If a Participant is a “specified employee” (within the meaning of Section 409A) at the time he or she otherwise would be entitled to payment as a result of his or her separation from service, any payment that otherwise would be payable during the six-month period following such separation from service will be delayed and shall be paid on the first day of the seventh month following the date of such separation from service or, if earlier, the Participant’s date of death.
A Participant’s status as a specified employee shall be determined by the Corporation as required by Section 409A on a basis consistent with the regulations under Section 409A and such basis for determination will be consistently applied to all plans, programs, contracts, agreements, etc. maintained by the Corporation that are subject to Section 409A.
Each Participant, any beneficiary or the Participant’s estate, as the case may be, is solely responsible and liable for the satisfaction of all taxes and penalties that may be imposed on or for the account of such Participant in connection with this Plan (including any taxes and penalties under Section 409A), and neither the Corporation nor any Designated Subsidiary or affiliate shall have any obligation to indemnify or otherwise hold such Participant or beneficiary or the Participant’s estate harmless from any or all of such taxes or penalties.
If and to the extent that Share Units would otherwise become payable upon a Change of Control as defined in the Plan, such payment will occur at that time only if such change of control also constitutes a “change in ownership”, a “change in effective control” or a “change in the ownership of a substantial portion of the assets of the Corporation” as defined under Section 409A and applicable regulations (a “409A Change in Control”). If a Change of Control as defined in the Plan is not also a 409A Change in Control, unless otherwise permitted under Section 409A the time for the payment of Share Units will not be accelerated and will be payable pursuant to the terms of the Plan and applicable Grant Agreement as if such Change of Control had not occurred.
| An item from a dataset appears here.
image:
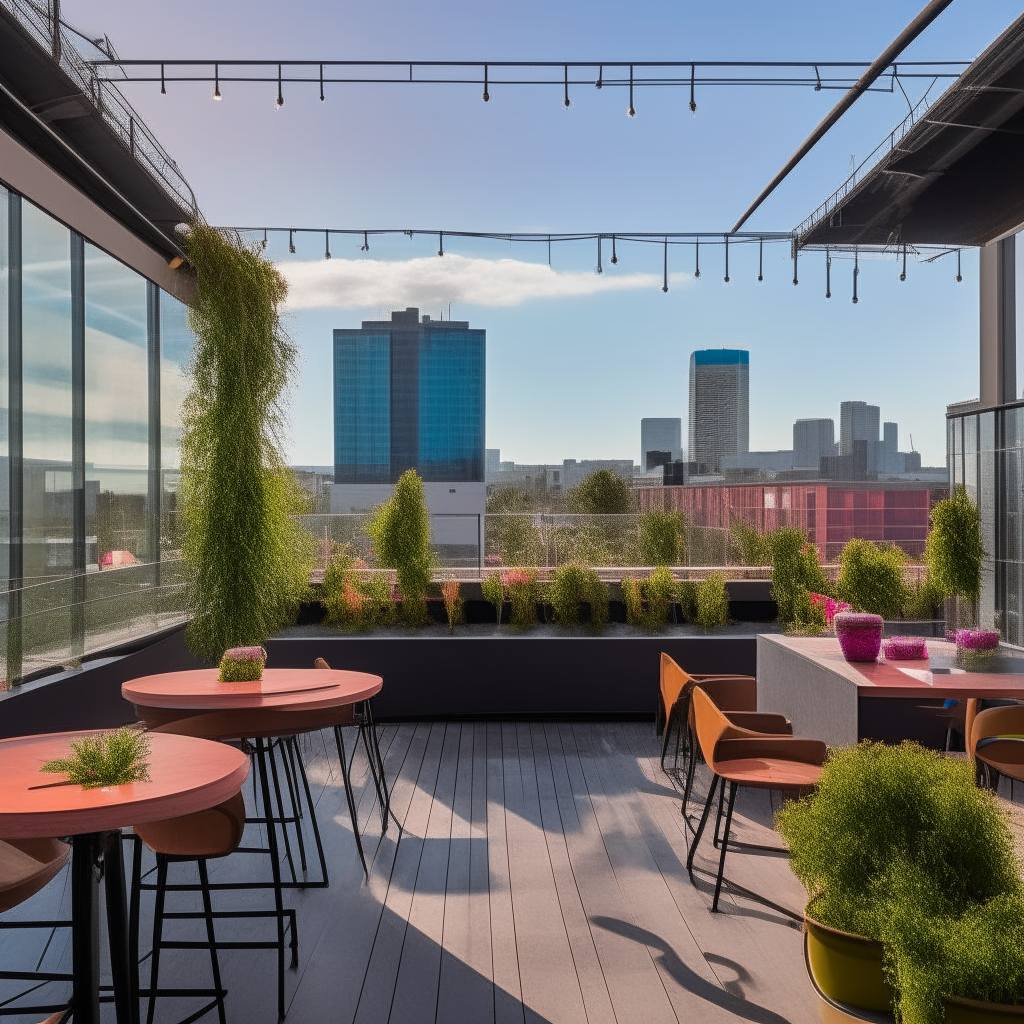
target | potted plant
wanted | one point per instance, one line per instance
(914, 896)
In the event that the Committee determines that any amounts payable under the Plan will be taxable to a Participant under Section 409A prior to payment to such Participant of such amount, the Corporation may (i) adopt such amendments to the Plan and Share Units and appropriate policies and procedures, including amendments and policies with retroactive effect, that the Committee determines necessary or appropriate to preserve the intended tax treatment of the benefits provided by the Plan and Grant Agreement and/or (ii) take such other actions as the Corporation determines necessary or appropriate to avoid or limit the imposition of an additional tax under Section 409A.
EFFECTIVE DATE: May 26, 2009, as amended MAY 29, 2012, as further amended June 5, 2014, as further amended on January 25, 2017, as further amended on January 23, 2019.